Na Espanha, a obra em prosa de Poe, através das traduções de Baudelaire, teve maior repercussão que a obra poética. Já em 1857, surgiam traduções de Poe na Espanha. Na Itália e Portugal a difusão de sua obra foi igualmente extensa, devendo-se neste último país ao poeta Fernando Pessoa uma tradução de "O Corvo". Na América Espanhola a poesia de Edgar Poe teve maior influência talvez que a prosa. A primeira tradução de Poe é de 1869. Em quase todos os países da América Espanhola poetas dedicaram-se a traduzir poesias suas. E dois escritores de primeiro plano foram seus admiradores e comentadores: Rubén Dano, que o chamava e "celeste Edgardo", e Amado Nervo. Na Colômbia, José Asunción Silva procurou introduzir na poética espanhola algumas das inovações rítmicas de Poe. No Uruguai, a teoria poética de Julio Herrera y Reissig decorre da de Poe, e na Argentina Leopoldo Lugones revela-se discípulo e admirador do poeta de "O Corvo".
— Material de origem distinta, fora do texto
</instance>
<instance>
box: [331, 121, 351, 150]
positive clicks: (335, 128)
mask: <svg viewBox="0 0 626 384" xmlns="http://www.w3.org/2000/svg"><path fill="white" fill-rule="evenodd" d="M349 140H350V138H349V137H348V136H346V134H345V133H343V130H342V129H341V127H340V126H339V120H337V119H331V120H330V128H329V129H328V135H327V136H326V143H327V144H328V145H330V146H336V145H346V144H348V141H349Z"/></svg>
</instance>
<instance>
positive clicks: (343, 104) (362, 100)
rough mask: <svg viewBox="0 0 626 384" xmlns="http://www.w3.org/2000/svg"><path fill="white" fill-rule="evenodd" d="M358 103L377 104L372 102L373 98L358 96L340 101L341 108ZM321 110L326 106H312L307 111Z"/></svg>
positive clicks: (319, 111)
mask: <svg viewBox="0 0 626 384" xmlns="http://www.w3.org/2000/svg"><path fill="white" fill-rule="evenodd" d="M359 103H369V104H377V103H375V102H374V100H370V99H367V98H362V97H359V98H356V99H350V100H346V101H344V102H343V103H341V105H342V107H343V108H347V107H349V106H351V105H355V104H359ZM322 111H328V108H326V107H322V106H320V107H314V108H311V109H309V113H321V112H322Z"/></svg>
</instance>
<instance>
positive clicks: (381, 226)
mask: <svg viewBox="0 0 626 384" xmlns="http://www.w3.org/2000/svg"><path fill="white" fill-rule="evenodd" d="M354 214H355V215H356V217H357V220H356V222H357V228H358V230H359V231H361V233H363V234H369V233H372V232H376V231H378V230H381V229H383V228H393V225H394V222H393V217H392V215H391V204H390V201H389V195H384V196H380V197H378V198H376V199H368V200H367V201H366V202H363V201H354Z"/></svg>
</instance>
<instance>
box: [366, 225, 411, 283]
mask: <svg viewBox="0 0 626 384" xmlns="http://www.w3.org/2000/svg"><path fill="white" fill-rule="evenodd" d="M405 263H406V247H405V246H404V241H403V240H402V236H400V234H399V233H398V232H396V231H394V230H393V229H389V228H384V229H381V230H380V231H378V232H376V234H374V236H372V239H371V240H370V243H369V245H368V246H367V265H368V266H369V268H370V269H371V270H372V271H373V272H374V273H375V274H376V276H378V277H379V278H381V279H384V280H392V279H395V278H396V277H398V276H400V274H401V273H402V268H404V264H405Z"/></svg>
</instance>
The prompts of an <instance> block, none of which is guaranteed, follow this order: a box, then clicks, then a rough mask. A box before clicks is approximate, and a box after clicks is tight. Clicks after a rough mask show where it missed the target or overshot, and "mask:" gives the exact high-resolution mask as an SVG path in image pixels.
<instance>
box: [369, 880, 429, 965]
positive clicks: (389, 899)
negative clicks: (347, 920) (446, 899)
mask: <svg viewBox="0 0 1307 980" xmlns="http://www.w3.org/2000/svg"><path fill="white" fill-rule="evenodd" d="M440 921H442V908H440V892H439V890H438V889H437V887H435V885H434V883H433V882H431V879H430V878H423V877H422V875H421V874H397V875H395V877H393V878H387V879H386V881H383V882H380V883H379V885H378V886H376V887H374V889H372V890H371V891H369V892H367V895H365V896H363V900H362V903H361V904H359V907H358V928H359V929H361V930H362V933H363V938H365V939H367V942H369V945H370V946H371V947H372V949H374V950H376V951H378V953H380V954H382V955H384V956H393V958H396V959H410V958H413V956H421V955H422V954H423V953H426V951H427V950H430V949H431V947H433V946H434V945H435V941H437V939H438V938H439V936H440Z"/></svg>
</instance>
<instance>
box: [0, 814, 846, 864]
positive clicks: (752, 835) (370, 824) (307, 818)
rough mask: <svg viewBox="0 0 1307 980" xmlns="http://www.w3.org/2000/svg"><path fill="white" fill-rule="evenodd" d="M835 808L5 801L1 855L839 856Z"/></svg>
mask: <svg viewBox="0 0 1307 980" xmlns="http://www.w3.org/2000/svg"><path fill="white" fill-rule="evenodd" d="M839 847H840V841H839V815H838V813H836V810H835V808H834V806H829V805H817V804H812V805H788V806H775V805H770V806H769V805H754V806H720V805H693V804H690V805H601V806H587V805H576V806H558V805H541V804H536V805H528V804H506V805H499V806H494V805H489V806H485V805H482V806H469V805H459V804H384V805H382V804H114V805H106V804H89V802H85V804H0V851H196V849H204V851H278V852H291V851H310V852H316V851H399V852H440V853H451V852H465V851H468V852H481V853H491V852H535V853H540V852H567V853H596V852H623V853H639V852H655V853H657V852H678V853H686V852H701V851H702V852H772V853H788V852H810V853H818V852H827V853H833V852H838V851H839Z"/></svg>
No Brasil, os escritores que liam inglês tomaram bem cedo conhecimento da obra de Poe, como aconteceu ao nosso Machado de Assis, antes que aparecessem traduções das Estórias Extraordinárias, vertidas para o francês por Baudelaire. Machado de Assis, se não limitou os contos de terror, coisa que não estava no seu feitio espiritual, traduziu "O Corvo" e em dois contos humorísticos seus, O Alienista e O Cão de Lata ao Rabo, a idéia foi evidentemente inspirada em Poe. Em Monteiro Lobato, em alguns contos, e em Gabriel Marques, autor de Os Condenados, a influência poesca é visível. Na poesia, a difusão de Poe foi maior, dado o número de traduções que de sua obra poética se fizeram, a maioria de "O Corvo".
Por este levantamento, rapido e falho, pode-se, no entanto, verificar que Edgar Poe é dos raros autores cuja influência se faz sentir através dos tempos e sobre os espíritos mais diversos, como elemento gerador de novas criações e de renovação de temas.